Traditional Chinese Text Recognition Dataset: Synthetic Dataset and Labeled Data

Overview

Traditional Chinese Text Recognition Dataset: Synthetic Dataset and Labeled Data

Authors: Yi-Chang Chen, Yu-Chuan Chang, Yen-Cheng Chang and Yi-Ren Yeh

Paper: https://arxiv.org/abs/2111.13327

Scene text recognition (STR) has been widely studied in academia and industry. Training a text recognition model often requires a large amount of labeled data, but data labeling can be difficult, expensive, or time-consuming, especially for Traditional Chinese text recognition. To the best of our knowledge, public datasets for Traditional Chinese text recognition are lacking.
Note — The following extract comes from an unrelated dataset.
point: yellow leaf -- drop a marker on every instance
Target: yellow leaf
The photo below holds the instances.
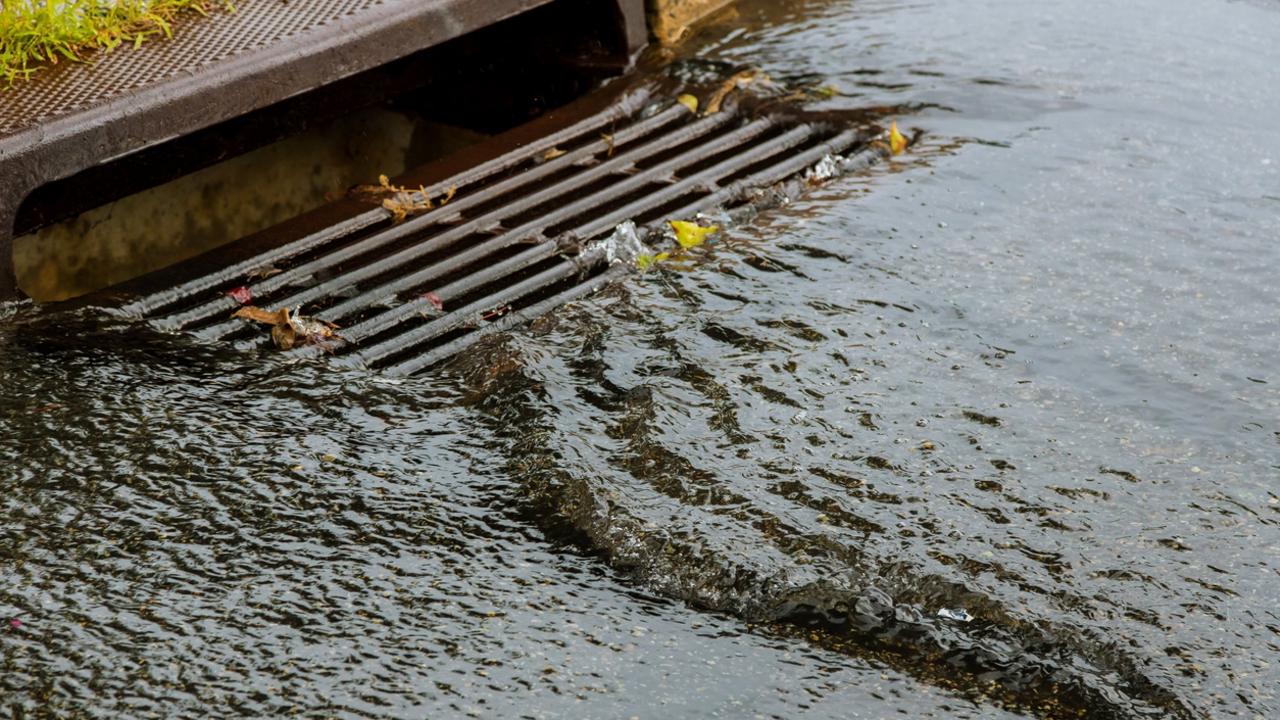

We generated over 20 million synthetic data and collected over 7,000 manually labeled data TC-STR 7k-word as the benchmark. Experimental results show that a text recognition model can achieve much better accuracy either by training from scratch with our generated synthetic data or by further fine-tuning with TC-STR 7k-word.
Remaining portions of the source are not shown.